Influenzavirus A is particularly adept at mutating and recombining genomes from multiple strains. These rapid genetic changes lead to an ability to evolve from selective pressure quickly, which can render vaccines and drugs useless. Thus, the Center for Disease Control and the World Health Organization have both issued warnings to strictly regulate the dosages of medicine and to begin medication as quickly as possible.
Low pathogenic avian influenza (LPAI) spreads primarily from bird to bird among waterfowl, and is endemic in that population. However, high pathogenic avian influenza (HPAI) transmits in both wild and domesticated bird populations. In fact, HPAI is more active among domesticated bird populations, due to the fact that these birds are kept in close quarters together, share food and water sources, and are subject to unsanitary conditions, all of which aid in transmission rates. HPAI is particularly noticeable among domesticated birds, largely because the death rate is so high that hundreds of thousands of birds will die in a very short time span. On an individual level, transmission occurs primarily through sharing of food and water with infected birds, physical contact with infected birds, and contact with feces from infected birds. Of note is the fact that the birds do not necessarily have to display symptoms of avian flu to be capable of transmitting the influenzavirus; they can be silent carriers of the virus.
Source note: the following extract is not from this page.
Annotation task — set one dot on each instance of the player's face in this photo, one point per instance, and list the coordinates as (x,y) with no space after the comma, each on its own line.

Up until recently, scientists had largely assumed that one wild bird would provide the flu to infect a flock of domesticated birds, which would then retransmit the flu to another flock when transported commercially to meat distributers or other bird farms. However, as of recent years, researchers began to notice that genetically similiar strains of the H5N1 virus would appear almost simultaneously in geographically separate areas of the world, between which there was no commercial transportation of birds. In one well-noted example, an outbreak of avian flu, caused by H5N1, began among migratory birds at Qinghai Lake nature reserve in China. In the following months, the same strain of virus was tracked along migratory routes, going as far as Turkey, where two people died from the avian flu. This discovery of migratory carriers was particularly surprising due to the fact that this implied that H5N1 was being carried by wild, migratory waterfowl and distributed by interaction between those wild birds and domesticated poultry that the wild birds encountered during their migration.
- “A new subtype of influenza A virus is introduced into the human population.”
- “The virus causes serious illness in humans.”
- “The virus can spread easily from person to person in a sustained manner.”
Given that there is a natural reservoir for avian flu – all water fowl – it is unrealistic and dangerous to attempt a complete eradication of the flu altogether, as has been proposed in previous decades. In fact, such an effort would most likely result in an accelerated rate of mutation of IVA, resulting in novel strains that would be more likely to be able to cross the species barrier quickly and sustain itself among other species populations. Therefore, the fight against avian flu must be led by countermeasures, rather than more active approaches. Prevention and speedy and proper management of outbreaks must be stressed above all else.